GABON.
Admission to the United Nations.
Map and flag.
Last stamp in a set of 3, issued on 09.02.1961.
Face value: 85 Central African CFA francs.
Design and engraving: Jacques Combet (1920-1993).
Printing: Recess.
Catalogs
- Michel No. 159.
- Scott No. 153.
- StampWorld No. 172.
- Stanley Gibbons No. 169.
- Yvert et Tellier No. 152.
Gabon, officially the Gabonese Republic (French: République gabonaise), is a country on the Atlantic coast of Central Africa. It is located on the equator. It has an area of 267,667 km2 (103,347 sq mi) and in 2021 its population was 2,284,912 people.
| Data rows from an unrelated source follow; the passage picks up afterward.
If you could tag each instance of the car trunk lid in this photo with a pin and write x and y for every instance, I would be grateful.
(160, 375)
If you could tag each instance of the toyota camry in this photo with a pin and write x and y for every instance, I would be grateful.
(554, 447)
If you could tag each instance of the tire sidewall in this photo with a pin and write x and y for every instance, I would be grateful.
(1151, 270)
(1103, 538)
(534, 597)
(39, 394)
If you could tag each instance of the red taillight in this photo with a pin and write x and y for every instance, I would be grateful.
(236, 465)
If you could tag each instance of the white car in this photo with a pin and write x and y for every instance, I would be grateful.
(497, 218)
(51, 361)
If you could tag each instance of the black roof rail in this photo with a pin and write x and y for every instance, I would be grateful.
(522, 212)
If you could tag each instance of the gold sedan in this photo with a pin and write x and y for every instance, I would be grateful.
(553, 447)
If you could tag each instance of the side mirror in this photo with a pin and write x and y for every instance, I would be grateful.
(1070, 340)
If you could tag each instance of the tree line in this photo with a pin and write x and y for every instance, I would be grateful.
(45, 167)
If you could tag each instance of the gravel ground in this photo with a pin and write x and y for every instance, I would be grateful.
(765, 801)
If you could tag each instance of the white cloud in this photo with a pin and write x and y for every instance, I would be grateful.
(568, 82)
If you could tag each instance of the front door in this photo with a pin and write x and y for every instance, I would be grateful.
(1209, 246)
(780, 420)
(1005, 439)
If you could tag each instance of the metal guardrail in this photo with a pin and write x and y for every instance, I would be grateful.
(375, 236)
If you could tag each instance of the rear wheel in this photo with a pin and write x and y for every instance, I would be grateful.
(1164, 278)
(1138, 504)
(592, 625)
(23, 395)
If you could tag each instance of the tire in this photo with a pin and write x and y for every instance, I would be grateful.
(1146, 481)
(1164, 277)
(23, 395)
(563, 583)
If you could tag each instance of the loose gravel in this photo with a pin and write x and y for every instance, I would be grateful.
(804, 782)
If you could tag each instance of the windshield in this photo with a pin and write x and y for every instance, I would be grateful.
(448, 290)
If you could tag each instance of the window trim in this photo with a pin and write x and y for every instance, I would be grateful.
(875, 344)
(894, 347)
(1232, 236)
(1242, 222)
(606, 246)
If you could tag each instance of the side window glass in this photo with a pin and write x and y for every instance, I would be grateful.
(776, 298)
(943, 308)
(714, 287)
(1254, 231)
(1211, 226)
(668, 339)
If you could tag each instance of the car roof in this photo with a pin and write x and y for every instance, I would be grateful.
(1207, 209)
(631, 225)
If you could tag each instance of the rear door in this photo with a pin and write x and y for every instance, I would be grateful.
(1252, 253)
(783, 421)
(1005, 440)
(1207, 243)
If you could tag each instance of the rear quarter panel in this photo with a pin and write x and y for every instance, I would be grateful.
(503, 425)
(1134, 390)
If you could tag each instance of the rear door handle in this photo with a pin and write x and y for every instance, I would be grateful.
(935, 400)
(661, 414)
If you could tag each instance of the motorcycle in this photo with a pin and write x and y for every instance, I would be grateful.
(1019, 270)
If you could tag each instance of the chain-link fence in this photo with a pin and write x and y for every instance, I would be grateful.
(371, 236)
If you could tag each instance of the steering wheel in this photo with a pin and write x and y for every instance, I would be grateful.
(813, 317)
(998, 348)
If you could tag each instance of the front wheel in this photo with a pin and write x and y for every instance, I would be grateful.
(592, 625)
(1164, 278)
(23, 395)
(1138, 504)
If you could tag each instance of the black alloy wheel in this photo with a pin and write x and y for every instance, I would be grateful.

Its territory, inhabited for about 650,000 years, was colonized by the Mpongwe people from the 11th century. The first Europeans to arrive on its shores were the Portuguese in the 15th century, who called the country Gabão, a name taken from the indigenous denomination of the area of the Gabon River estuary, where the country's capital, Libreville, is currently located. Both the Portuguese and the Dutch engaged in the slave trade. In 1886, Gabon became a French colony which, from 1888, merged with the Congo under the name of Gabon-Congo and then, in 1898, in the French Congo. In 1904, Gabon became a separate colony again, and in 1910, the colonies of Gabon and Congo became part of French Equatorial Africa. The country gained independence from France on August 17, 1960 and was admitted to the UN in 1961.